I've left New York.
I'm now visiting friends and my sister in Boston. And so on.
I've normally celebrated the moments of transition and travel in my life. I indulged myself wholly in those things in the summer of 2007. I somehow expected that I would be able to do it again now.
But I haven't, couldn't. Maybe because that earlier indulgence proved to be so painful in effect--running away severed something so painfully I learned my lesson. But now I've been meticulous about how I'm approaching this transition.
One way to think of it: a paradox of movement is that something Is (statically), then it moves (becomes?), then it Is (statically) again. We can acknowledge a difference between Being and Becoming intuitively--a rock sits, water flows, intuitively. But how does something static become dynamic and vice versa? Some phase transition must take place. But where does that transition fall within our categories, Being and Becoming?

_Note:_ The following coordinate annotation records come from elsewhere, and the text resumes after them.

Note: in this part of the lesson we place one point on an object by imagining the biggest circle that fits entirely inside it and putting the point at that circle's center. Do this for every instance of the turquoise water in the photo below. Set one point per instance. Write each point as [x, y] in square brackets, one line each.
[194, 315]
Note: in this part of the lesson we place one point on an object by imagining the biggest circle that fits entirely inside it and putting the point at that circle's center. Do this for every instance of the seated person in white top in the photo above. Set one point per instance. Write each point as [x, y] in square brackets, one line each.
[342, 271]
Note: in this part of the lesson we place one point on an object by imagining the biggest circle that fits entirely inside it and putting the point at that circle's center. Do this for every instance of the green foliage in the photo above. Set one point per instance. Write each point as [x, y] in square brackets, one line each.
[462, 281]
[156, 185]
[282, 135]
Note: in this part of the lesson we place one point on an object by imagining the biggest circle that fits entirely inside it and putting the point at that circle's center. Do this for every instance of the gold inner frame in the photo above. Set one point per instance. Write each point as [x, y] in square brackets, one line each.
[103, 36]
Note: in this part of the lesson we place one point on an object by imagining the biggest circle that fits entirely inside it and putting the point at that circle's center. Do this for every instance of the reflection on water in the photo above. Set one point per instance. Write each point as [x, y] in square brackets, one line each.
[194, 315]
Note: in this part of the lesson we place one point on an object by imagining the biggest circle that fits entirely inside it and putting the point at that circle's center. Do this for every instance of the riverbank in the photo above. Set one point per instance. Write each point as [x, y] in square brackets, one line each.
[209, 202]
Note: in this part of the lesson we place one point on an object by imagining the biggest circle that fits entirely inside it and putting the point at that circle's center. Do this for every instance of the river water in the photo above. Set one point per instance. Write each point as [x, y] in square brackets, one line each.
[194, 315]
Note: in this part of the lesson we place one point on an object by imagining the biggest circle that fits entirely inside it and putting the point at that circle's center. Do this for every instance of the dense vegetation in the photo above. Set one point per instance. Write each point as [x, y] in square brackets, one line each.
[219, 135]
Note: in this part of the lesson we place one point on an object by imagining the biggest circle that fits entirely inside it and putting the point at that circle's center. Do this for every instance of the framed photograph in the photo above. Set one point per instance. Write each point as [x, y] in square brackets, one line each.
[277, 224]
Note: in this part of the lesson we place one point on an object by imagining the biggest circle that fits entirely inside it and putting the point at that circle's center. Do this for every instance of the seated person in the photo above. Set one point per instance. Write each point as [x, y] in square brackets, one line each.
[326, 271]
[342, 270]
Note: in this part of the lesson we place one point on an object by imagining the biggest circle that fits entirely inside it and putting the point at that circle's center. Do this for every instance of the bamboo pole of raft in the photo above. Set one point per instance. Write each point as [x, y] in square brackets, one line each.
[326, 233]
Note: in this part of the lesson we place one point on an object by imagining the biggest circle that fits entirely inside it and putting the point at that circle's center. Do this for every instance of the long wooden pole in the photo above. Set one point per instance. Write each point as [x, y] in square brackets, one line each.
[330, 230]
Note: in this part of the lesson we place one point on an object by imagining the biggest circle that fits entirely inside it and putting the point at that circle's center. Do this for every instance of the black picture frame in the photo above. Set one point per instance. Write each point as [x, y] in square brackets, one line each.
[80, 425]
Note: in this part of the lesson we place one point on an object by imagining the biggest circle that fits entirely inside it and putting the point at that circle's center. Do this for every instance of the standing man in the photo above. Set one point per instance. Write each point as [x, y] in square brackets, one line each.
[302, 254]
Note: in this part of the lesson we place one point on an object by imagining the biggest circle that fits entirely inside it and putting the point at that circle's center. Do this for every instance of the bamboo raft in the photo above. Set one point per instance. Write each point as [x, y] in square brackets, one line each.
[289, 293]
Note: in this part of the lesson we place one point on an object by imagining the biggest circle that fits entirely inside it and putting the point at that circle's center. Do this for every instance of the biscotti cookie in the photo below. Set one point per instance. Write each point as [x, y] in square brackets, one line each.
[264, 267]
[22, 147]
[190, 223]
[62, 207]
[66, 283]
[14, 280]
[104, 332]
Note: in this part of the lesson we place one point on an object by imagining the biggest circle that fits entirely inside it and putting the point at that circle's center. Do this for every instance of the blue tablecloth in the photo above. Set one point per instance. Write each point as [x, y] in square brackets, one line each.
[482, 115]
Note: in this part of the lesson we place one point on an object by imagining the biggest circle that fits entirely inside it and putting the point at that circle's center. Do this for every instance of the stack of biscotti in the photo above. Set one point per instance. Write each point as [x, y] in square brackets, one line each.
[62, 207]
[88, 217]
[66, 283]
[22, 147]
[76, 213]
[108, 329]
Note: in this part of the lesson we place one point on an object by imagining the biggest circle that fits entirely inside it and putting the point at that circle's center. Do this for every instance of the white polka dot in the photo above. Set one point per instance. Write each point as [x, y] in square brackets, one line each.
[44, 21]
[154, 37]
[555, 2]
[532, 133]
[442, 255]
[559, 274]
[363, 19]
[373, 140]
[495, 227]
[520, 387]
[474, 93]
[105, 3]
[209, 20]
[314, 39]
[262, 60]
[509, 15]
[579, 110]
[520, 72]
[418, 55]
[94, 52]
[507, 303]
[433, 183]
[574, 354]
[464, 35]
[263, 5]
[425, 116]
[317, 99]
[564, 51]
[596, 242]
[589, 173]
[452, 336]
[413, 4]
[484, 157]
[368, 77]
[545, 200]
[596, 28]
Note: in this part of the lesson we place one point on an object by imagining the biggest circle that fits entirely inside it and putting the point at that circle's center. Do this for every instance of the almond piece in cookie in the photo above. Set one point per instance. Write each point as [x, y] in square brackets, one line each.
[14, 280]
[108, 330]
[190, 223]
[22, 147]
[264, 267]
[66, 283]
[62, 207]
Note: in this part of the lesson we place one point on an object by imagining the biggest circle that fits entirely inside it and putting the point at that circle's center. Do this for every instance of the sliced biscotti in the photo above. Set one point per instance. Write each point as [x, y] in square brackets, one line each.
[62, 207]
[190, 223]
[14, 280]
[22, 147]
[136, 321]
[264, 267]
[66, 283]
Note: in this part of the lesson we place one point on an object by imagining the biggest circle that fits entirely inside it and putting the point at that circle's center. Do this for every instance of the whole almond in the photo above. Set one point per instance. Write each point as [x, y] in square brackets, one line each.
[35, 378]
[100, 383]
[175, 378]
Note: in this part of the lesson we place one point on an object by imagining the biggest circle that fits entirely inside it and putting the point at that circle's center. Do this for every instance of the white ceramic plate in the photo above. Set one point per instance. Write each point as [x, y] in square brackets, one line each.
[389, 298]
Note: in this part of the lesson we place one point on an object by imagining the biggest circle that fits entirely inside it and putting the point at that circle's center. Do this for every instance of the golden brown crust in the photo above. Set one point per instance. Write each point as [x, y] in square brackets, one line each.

This is a question that is fundamental to the structure of the I Ching.
Each of the sixty-four kua, with their combined total of 384 lines, represents a situation or condition. Each situation or condition contains the six stages of its own evolution:
- About to come into being
Beginning- Expanding
- Approaching maximum potential
- Peaking
- Passing its peak and turning toward its opposite condition.
The kua, therefore, not only represent every conceivable situation and condition possible, but also include all their states of change.
These are insightful categories. Though they imply that everything is always in movement (Becoming?) which is a central theme of the I Ching, there is room within the system for stillness. In fact, one of the trigrams, Kên, is Keeping Still, Mountain. But we can demand greater granularity of the system. What are the states of transition within 'Expanding"? "Beginning to expand, Expanding to expand, approachng maximum expansion, peaking expansion, slowing expansion towards contraction"...
There are implicit limitations on the mathematics of reality imposed by the I Ching which don't seem to address, e.g., discrete computation, which if it wasn't a fundamental part of reality in the time of King Wen certainly is so now. And yet, what are the hexagrams besides 6-bit strings?